Das letzte Wort, ob das Vorhaben realisiert wird, hat der Stadtrat. Und aus den Reihen der Lokalpolitik kamen bei diesem Thema die besagten Hinweise auf die Barrierefreiheit, die bislang im Hallenbad nicht gegeben ist. Anne Engelhardt von den Grünen wollte wissen, ob es für entsprechende Baumaßnahmen eine Förderung geben könnte – das werde geprüft, so Jörg Hesselmann –, Klaus Reiher von der CDU bezeichnete es als wichtig, Barrierefreiheit im Hallenbad herzustellen, Jens Kröger (FDP) sprach sogar von einem „Muss“. Angesichts solcher Aussagen, wies Fachdienstleiter Hesselmann darauf hin, dass mit der Realisierung eines solchen Vorhabens „die Kosten in die Höhe schießen“.

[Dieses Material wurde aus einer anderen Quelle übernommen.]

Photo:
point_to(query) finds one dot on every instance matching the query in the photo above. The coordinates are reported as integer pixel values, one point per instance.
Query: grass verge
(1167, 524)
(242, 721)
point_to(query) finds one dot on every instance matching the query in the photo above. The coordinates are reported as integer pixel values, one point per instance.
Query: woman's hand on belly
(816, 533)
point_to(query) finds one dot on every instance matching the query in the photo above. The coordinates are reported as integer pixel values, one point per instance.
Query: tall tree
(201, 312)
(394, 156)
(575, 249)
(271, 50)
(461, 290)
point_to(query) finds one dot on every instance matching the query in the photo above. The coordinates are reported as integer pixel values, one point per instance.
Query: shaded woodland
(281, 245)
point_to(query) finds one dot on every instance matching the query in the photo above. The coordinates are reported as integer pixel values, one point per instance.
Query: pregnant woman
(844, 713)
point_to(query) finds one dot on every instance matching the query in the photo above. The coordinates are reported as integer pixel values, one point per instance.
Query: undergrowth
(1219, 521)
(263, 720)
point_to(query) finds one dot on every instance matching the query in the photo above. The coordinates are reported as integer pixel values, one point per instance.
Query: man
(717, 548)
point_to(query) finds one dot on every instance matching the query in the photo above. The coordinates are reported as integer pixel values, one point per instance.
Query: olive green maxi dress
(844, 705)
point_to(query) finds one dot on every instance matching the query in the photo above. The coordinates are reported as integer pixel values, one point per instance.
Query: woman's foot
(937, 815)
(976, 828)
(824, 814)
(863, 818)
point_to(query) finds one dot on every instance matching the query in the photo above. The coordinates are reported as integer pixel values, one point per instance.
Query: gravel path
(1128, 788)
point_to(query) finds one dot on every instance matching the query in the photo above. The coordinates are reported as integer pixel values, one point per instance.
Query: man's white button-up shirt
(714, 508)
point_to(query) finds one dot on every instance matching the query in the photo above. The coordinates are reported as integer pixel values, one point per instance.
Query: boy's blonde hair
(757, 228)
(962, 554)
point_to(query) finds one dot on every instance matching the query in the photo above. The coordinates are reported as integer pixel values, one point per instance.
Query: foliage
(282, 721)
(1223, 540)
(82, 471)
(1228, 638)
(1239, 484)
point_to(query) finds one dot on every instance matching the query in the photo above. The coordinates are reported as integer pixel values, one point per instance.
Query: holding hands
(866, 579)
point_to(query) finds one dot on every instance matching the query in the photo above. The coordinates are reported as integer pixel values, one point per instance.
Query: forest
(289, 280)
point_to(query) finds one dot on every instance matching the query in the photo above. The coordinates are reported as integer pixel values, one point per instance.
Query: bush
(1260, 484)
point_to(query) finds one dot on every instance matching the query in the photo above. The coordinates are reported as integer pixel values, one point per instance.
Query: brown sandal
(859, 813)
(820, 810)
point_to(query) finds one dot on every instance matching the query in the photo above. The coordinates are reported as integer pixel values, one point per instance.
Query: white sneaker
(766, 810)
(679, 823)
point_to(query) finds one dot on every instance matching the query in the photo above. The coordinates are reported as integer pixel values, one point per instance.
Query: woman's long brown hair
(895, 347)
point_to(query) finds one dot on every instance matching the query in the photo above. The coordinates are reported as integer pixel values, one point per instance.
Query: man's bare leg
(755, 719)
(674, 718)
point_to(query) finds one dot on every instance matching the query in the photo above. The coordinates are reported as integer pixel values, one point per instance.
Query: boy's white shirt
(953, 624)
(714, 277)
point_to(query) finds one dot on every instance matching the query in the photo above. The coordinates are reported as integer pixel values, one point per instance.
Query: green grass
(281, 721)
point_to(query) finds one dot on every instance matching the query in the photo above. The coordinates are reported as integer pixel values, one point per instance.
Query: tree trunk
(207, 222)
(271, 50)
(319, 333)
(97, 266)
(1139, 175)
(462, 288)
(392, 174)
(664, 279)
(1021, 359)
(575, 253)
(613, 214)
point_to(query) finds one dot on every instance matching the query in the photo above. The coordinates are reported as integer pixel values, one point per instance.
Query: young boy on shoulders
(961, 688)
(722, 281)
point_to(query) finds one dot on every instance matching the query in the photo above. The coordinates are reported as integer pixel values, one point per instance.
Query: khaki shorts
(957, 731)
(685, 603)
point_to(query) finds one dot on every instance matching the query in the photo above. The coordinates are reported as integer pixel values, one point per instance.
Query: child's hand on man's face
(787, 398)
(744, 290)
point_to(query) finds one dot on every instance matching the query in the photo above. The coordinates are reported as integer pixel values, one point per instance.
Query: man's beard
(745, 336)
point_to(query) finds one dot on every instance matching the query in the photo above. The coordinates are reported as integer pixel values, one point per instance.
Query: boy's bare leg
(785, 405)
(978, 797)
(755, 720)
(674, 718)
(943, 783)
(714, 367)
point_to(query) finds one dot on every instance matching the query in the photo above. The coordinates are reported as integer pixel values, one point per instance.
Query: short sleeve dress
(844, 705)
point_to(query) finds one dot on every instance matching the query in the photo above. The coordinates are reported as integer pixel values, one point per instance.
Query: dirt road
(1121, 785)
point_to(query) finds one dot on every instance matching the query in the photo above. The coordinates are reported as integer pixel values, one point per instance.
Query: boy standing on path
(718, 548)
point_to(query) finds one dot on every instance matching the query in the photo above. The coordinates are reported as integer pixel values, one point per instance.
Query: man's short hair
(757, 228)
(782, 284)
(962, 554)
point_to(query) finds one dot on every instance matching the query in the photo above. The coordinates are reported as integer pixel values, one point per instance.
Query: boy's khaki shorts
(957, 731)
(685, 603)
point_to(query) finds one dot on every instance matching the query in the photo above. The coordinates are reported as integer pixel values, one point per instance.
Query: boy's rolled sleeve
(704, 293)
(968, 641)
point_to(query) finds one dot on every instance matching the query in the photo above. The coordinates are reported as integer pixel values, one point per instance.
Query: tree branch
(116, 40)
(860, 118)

Angesprochen wurde im Ausschuss noch ein weiteres Problem, das vor allem einigen Eltern unter den Nägeln brennen dürfte: Wie bereits berichtet, gibt es auch in Lengerich einen großen Bedarf an Kursen für Nichtschwimmer, da derartige Angebote Pandemie-bedingt lange nicht gemacht werden konnten. Betriebsleiter Frömmel verwies in diesem Zusammenhang darauf, dass es Anstrengungen aller Schulen gebe, die Kapazitäten im Hallenbad möglichst effektiv zu nutzen. Zudem seien der TV Lengerich und die DLRG „auf vielfältige Weise“ bemüht, den Stau abzubauen. Allein die BWG werde bis Ende des Jahres acht Kurse anbieten – in der Erwartung, dass es in den kommenden Monaten eine durchgehenden Badbetrieb geben wird.